Group G — Forensics, limits, ethics, and the case file
Say what a carve proves, name what it cannot, and protect the people behind the bytes. This is the layer that separates a technician who recovers files from a professional whose work survives a courtroom and treats the data — and the people it belongs to — responsibly.
7.28 A junior colleague's report lists a carved file as: "wedding.jpg, created 2016-07-23 19:42, owner jdoe, recovered from \Users\jdoe\Pictures." (a) Identify every claim in that entry that carving cannot support, and for each, name the file-system structure that would have held it and why that structure was unavailable. (b) Rewrite the entry to state only what a carve actually establishes — content, offset, method, source hash, output hash — noting any internal metadata as internal. (c) The file genuinely does contain an EXIF DateTimeOriginal of 2016:07:23; explain how you may and may not use that date in the report. (answer in Appendix)

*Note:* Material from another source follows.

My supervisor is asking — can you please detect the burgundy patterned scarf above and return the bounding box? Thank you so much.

7.29 ⭐ You are authorized to carve a drive image only to recover stolen engineering drawings. Partway through, PhotoRec surfaces material that appears to be child sexual abuse material. State, clinically and in order, exactly what you do and do not do next, the U.S. statute that governs your reporting duty, and the chapter that owns the full ethics-and-well-being treatment (give its relative path). In one sentence, explain why carving is the single technique most likely to raise this situation.

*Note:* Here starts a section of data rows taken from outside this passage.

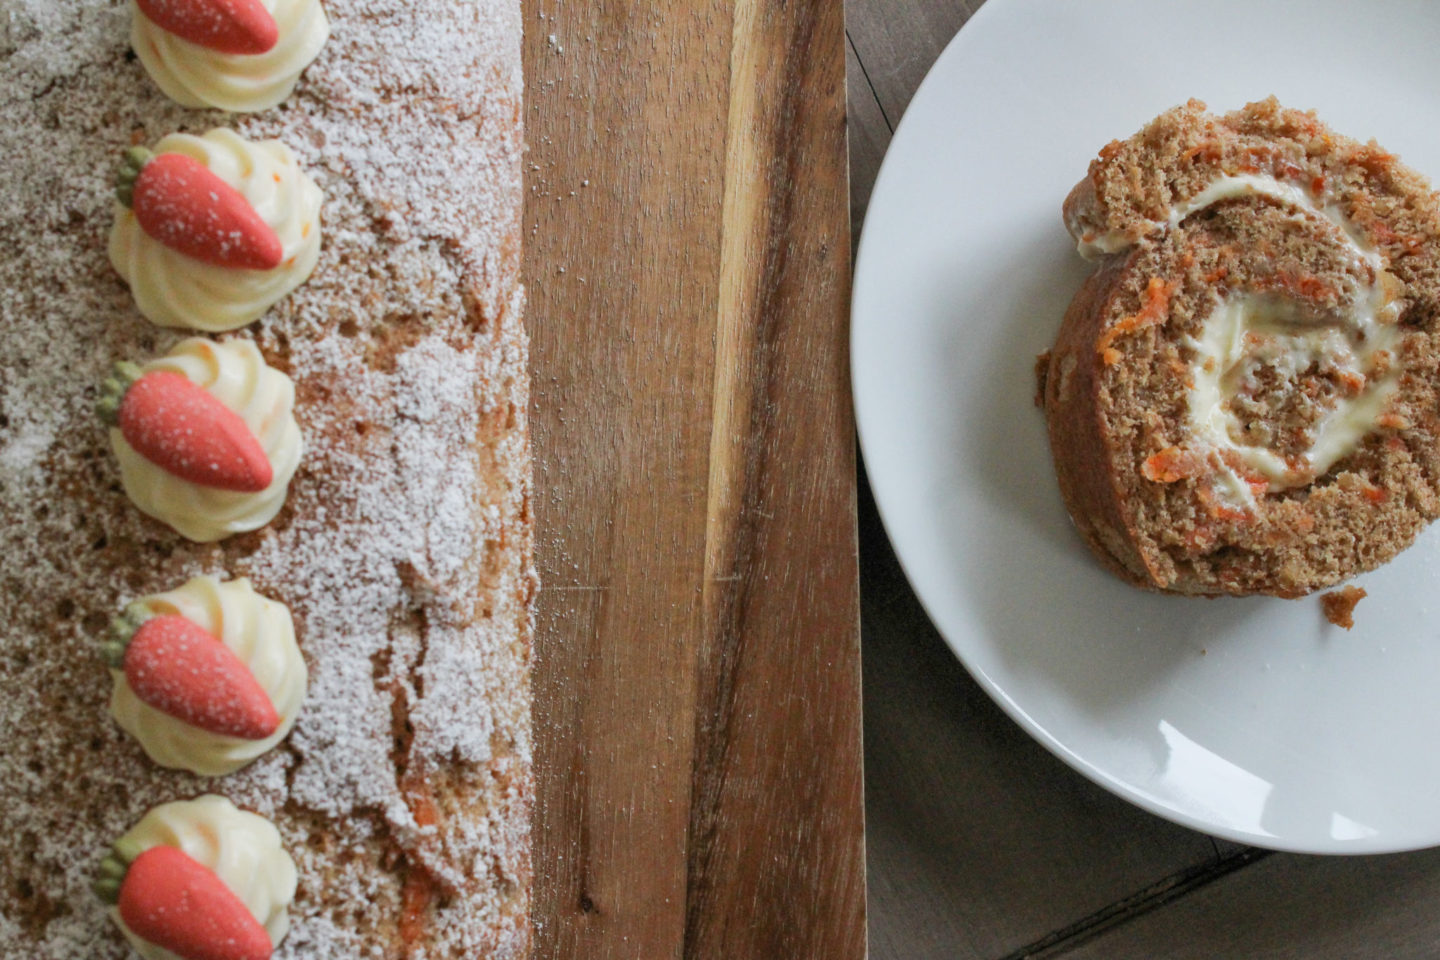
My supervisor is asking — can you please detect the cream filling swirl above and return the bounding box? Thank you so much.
[110,337,302,542]
[109,128,323,332]
[131,0,329,112]
[111,796,297,960]
[1074,174,1382,264]
[1186,290,1400,506]
[1175,176,1402,506]
[109,575,306,776]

7.30 Progressive project — carve and document the case image's unallocated space. Advancing your Forensic Case File: (a) re-verify your working image's SHA-256 against the Chapter 5 acquisition record and log the result; (b) run blkls case001.dd > case001_unalloc.dd and record the extracted size; (c) carve with PhotoRec (/log) and corroborate with Foremost, saving both logs and comparing the per-type counts; (d) run bulk_extractor and review email.txt, url.txt, and exif.txt (and their histograms) for context the carve itself cannot provide; (e) build the carved-evidence manifest recording each relied-upon file's byte offset, size, and SHA-256; (f) write the limitation note stating that carved files lack file-system metadata (no original name, path, owner, or MACB timestamps), that any shown dates derive from alterable internal metadata, and that the carve is reproducible from the named source, tool, version, and configuration. Close by committing one sentence to scope discipline — that you review only what your authority permits, and surface anything outside it through the proper channel rather than exploring it yourself.
Self-check. You have mastered this chapter when you can glance at
FF D8 FF E1and say "Exif JPEG, off a camera or phone" without looking it up; when you reach forblklsand a structure-aware carver by reflex and know before you run them which files will come back clean and which will arrive truncated or spliced; and when you can write a carved-evidence entry that an opposing expert cannot tear apart because it claims nothing the carve did not establish. If labs 7.19–7.23 ran on your own ground-truth image and your hash-matches in 7.21 explained every mismatch, you are ready for Chapter 8 — Hard Drive Recovery, where the problem stops being a lost map and becomes failing hardware — the drive itself.